One of the main features of Barry is the ability to control the charging modes of the Blackberry, as well as changing configuration modes on Pearl-like devices.
In order to achieve proper charging, udev is setup to run the bcharge program every time you plug in your Blackberry.
Recent kernels have a module called berry_charge, which does similar things from the kernel level. These two methods can conflict if both run at the same time.
Due to this conflict, the binary packages are setup to install a blacklist file under /etc/modprobe.d, which will disable berry_charge as long as you have the barry-util package installed.
If you are not using the binary packages, you can use the sample blacklist file that comes with the source tarball.

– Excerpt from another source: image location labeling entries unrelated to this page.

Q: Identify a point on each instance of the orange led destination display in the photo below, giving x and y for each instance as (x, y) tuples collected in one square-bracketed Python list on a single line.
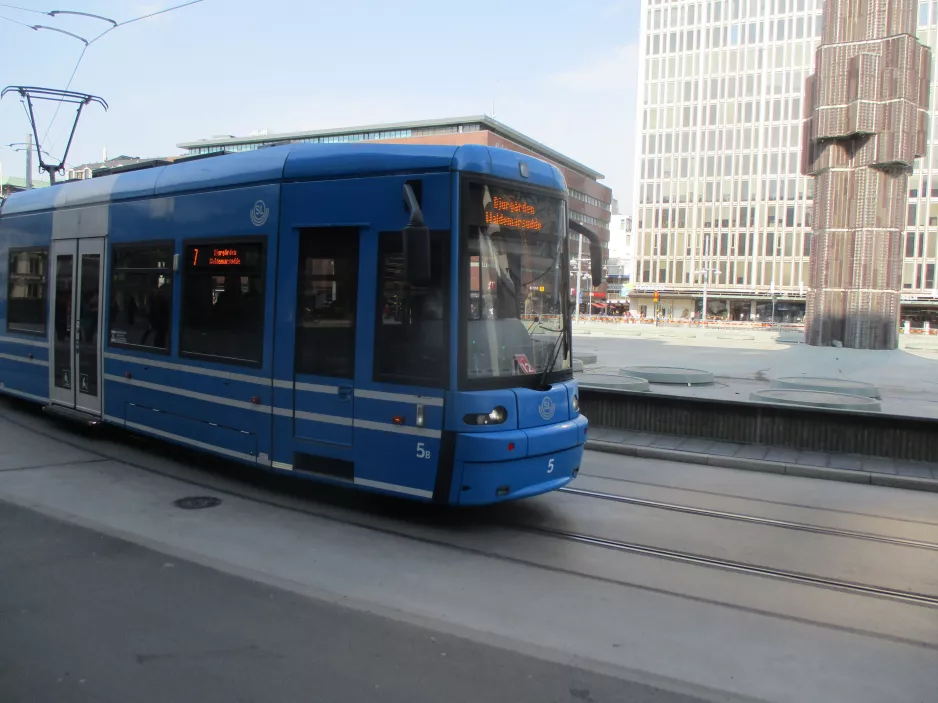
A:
[(513, 209), (512, 213), (223, 256)]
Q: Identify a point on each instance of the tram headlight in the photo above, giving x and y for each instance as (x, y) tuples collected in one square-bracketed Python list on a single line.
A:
[(496, 417)]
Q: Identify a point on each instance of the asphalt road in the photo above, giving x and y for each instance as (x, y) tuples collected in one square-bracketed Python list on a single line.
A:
[(89, 617)]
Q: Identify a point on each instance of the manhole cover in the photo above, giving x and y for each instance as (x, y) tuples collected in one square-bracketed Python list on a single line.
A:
[(197, 502)]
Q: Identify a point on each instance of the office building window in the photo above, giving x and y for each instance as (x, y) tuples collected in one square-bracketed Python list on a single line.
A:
[(223, 301)]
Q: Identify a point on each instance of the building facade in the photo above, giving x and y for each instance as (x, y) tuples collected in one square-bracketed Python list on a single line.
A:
[(867, 124), (621, 264), (83, 171), (590, 201), (720, 196)]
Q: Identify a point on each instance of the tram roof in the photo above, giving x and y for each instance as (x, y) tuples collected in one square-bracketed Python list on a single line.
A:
[(279, 163)]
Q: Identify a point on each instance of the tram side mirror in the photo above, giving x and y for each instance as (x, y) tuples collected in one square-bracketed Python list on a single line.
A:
[(596, 251), (596, 263), (416, 236)]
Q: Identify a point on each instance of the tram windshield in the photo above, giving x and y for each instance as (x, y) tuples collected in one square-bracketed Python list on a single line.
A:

Recent kernels also have the ability to put the USB bus and its devices into suspend mode. Kernels included in Ubuntu 7.04 and Fedora 7 have this turned on by default.
When bcharge runs, it successfully changes the Blackberry to use 500mA (its normal power level for charging), but then the kernel puts the device into suspend mode. This can have various undefined effects, such as the charge icon disappearing on the device, or having your device lose its charge in an accelerated manner.
Bcharge attempts to work around this by writing to the
control files under /sys/class/usb_device/.../device/power/
to turn autosuspend off. Depending on your kernel version or kernel
config, these files may not be available, but in most cases at
least one of the needed files are there.
If you continue to experience trouble charging your Blackberry:
The Barry toolset performs all its actions through the /proc and/or /sysfs filesystems, using the libusb library. This requires that you have permissions to write to the USB device files setup by the kernel.